OTTAWA – Points saillants du rapport du printemps du vérificateur général du Canada, dévoilé mardi.

—L’Agence de la santé publique du Canada et Santé Canada devraient faire plus pour mitiger le risque posé par la résistance aux antimicrobiens — l’émergence et la prolifération d’infections résistantes aux médicaments, en raison de la mauvaise utilisation d’antibiotiques.

— Plusieurs crédits d’impôt, comme celui visant à stimuler l’activité chez les enfants, n’ont pas fait l’objet d’une évaluation assez approfondie et ne sont pas sujets à une surveillance adéquate du Parlement. Le coût à long terme au Trésor public n’est pas connu.

— Santé Canada n’est pas en mesure de déterminer si tous les membres des Premières Nations dans des communautés éloignées au Manitoba et en Ontario ont un accès suffisant à des soins médicaux et au transport médical.

— Seulement une infirmière sur 45, choisies au hasard dans les communautés des Premières Nations, avait complété les cinq cours de formation obligatoires.

— Les postes de soins infirmiers dans ces communauté ne respectent pas tous les règlements de santé et de sécurité ni les codes du bâtiment. Dans un cas, la résidence d’un poste de soins infirmiers était inutilisable depuis plus de deux ans en raison d’un système sanitaire défectueux.
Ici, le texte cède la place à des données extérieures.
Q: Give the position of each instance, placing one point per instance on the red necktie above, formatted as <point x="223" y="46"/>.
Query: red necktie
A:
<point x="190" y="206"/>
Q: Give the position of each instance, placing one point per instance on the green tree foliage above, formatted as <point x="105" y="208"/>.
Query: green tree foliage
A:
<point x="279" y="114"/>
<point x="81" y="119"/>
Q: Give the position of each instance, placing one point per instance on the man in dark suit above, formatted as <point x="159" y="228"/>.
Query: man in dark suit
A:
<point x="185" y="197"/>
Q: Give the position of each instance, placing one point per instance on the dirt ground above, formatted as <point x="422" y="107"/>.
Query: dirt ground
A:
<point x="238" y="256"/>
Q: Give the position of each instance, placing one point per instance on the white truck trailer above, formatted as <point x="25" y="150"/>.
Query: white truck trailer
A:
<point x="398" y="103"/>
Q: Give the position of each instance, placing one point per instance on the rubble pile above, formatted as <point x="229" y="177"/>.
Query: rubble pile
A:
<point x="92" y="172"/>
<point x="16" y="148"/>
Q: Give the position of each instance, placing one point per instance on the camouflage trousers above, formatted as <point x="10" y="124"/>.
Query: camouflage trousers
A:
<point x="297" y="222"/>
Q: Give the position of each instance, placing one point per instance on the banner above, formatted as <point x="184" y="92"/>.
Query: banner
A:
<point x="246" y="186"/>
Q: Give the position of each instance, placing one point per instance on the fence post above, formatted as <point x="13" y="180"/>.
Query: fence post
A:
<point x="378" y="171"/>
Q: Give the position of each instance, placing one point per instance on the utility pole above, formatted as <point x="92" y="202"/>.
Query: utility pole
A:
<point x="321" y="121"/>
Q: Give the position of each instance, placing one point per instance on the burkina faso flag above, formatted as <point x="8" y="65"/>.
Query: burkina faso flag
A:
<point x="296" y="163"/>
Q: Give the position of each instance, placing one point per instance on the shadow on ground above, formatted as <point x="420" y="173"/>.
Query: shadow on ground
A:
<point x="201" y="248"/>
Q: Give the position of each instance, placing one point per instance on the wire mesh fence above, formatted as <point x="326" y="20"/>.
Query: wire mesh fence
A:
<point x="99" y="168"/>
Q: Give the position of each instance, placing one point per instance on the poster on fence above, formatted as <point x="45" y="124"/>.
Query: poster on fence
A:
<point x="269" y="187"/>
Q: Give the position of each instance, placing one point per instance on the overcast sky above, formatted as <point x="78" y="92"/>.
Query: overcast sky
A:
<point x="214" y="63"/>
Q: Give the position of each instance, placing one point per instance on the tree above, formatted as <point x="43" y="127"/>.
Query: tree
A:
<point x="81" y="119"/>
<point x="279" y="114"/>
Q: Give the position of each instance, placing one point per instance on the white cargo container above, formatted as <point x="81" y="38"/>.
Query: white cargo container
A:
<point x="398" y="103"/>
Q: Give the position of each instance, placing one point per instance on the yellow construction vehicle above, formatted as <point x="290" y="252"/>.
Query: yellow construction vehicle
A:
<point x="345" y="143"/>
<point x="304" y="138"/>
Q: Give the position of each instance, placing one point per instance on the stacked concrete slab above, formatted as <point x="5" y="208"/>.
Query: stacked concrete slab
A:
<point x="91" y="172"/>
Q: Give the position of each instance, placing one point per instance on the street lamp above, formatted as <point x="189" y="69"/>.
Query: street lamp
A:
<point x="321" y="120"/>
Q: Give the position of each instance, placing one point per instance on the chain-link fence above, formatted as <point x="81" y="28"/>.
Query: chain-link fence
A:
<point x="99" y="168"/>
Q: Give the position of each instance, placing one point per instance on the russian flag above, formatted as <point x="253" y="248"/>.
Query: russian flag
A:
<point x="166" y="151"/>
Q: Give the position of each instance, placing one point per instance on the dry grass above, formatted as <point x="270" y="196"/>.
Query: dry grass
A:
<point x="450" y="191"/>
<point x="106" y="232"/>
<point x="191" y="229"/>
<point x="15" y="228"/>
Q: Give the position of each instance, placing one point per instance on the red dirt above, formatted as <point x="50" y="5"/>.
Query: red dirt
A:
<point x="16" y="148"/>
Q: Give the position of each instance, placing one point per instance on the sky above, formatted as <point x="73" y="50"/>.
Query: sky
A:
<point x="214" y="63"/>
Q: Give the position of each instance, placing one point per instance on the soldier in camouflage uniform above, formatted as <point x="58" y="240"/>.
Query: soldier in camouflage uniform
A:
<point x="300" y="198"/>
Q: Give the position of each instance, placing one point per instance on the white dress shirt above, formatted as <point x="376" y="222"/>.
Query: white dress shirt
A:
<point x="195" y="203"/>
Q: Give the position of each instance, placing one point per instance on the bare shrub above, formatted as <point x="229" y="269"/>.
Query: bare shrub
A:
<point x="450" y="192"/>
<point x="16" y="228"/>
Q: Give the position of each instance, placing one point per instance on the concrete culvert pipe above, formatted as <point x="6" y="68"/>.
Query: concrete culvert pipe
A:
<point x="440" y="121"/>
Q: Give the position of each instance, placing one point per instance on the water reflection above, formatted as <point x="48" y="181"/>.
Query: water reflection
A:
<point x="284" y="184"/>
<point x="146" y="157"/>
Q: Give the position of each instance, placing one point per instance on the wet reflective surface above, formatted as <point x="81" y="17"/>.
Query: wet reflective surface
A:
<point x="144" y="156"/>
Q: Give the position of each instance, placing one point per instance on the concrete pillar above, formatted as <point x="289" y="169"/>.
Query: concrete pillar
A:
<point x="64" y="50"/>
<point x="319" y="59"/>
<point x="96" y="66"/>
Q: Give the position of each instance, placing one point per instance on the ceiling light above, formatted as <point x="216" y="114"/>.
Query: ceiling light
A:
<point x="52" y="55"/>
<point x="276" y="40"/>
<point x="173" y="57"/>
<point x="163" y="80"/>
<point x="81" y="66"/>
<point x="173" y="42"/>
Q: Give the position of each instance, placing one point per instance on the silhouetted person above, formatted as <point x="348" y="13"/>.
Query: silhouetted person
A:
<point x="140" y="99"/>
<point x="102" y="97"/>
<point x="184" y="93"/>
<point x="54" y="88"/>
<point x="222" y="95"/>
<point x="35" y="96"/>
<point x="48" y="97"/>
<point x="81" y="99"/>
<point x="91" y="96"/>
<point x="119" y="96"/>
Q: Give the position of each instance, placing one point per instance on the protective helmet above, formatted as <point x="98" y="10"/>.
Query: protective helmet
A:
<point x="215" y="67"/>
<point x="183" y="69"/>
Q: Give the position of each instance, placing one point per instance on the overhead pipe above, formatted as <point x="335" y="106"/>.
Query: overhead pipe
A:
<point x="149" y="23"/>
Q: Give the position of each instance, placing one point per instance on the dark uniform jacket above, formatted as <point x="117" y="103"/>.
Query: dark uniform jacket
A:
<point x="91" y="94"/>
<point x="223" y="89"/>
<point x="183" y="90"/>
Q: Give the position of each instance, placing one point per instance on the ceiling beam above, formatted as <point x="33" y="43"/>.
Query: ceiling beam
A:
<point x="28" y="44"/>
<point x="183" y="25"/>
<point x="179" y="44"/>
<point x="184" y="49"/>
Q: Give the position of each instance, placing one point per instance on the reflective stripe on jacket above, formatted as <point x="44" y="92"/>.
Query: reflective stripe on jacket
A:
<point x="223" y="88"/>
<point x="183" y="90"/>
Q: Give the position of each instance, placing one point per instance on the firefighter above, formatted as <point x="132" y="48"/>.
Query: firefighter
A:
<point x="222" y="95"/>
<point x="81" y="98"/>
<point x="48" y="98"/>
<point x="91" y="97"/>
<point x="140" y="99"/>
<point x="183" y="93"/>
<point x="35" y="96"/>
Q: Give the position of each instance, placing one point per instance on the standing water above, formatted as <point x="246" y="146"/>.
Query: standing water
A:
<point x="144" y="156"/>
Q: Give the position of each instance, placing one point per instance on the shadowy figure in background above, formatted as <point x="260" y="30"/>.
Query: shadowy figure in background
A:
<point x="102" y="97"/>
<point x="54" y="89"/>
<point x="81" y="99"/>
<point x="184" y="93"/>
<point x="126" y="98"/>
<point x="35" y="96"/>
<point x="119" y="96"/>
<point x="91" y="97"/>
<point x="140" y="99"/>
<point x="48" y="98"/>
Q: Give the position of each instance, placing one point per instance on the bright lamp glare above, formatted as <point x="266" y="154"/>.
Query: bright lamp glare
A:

— L’Agence des services frontaliers du Canada ne gère pas adéquatement ses projets sur les technologies de l’information, et beaucoup n’ont pas été effectués adéquatement, n’avaient pas de critères clairs ni de bénéfices mesurables.

— Les contrevenants à faible risque sont libérés plus tardivement mais ils sont supervisés dans la communauté moins longtemps car les services correctionnels recommandent moins fréquemment une libération hâtive. Plus de 80 pour cent des détenus demeurent derrière les barreaux après leur première date d’admissibilité à la libération conditionnelle, alors que de plus en plus de prisonniers d’établissements carcéraux à moyenne et haute sécurité sont directement remis en liberté.

— Entre 2009 et 2013, le bureau de l’ombudsman du ministère de la Défense était mal géré et mal surveillé. L’ancien ombudsman Pierre Daigle approuvait régulièrement ses propres comptes de dépenses et ignorait les règles sur l’octroi de contrats.